Блатные занимали место поближе к печке. Нары были застланы грязными ватными одеялами, покрыты множеством пуховых подушек разного размера. Ватное одеяло - непременный спутник удачливого вора, единственная вещь, которую вор таскает с собой по тюрьмам и лагерям, ворует ее, отнимает, когда не имеет, а подушка - подушка не только подголовник, но и ломберный столик во время бесконечных карточных сражений. Этому столику можно придать любую форму. И все же он - подушка. Картежники раньше проигрывают брюки, чем подушку.
На одеялах и подушках располагались главари, вернее, те, кто на сей момент был вроде главарей. Еще повыше, на третьих нарах, где было темно, лежали еще одеяла и подушки: туда затаскивали каких-то женоподобных молодых воришек, да и не только воришек - педерастом был чуть не каждый вор.

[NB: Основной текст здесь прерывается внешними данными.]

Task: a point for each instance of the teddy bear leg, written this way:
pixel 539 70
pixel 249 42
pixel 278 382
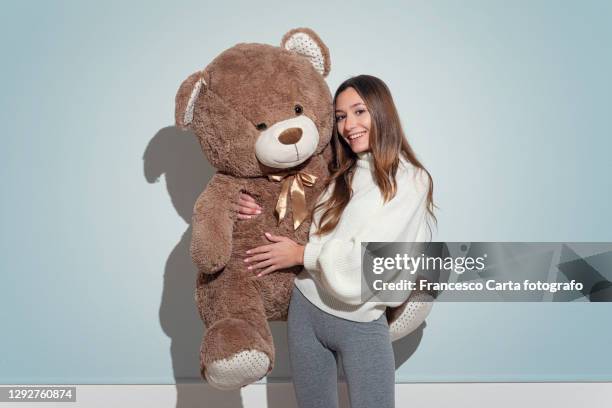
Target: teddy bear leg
pixel 237 351
pixel 406 318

Воров окружала толпа холопов и лакеев - придворные рассказчики, ибо блатные считают хорошим тоном интересоваться "романами"; придворные парикмахеры с флакончиком духов есть даже в этих условиях, и еще толпа услужающих, готовых на что угодно, лишь бы им отломили корочку хлеба или налили супчику.
- Тише! Сенечка говорит что-то. Тише, Сенечка ложится спать...
Знакомая приисковая картина.
Вдруг среди толпы попрошаек, вечной свиты блатарей, Андреев увидел знакомое лицо, знакомые черты лица, услышал знакомый голос. Сомнения не было - это был капитан Шнайдер, товарищ Андреева по Бутырской тюрьме.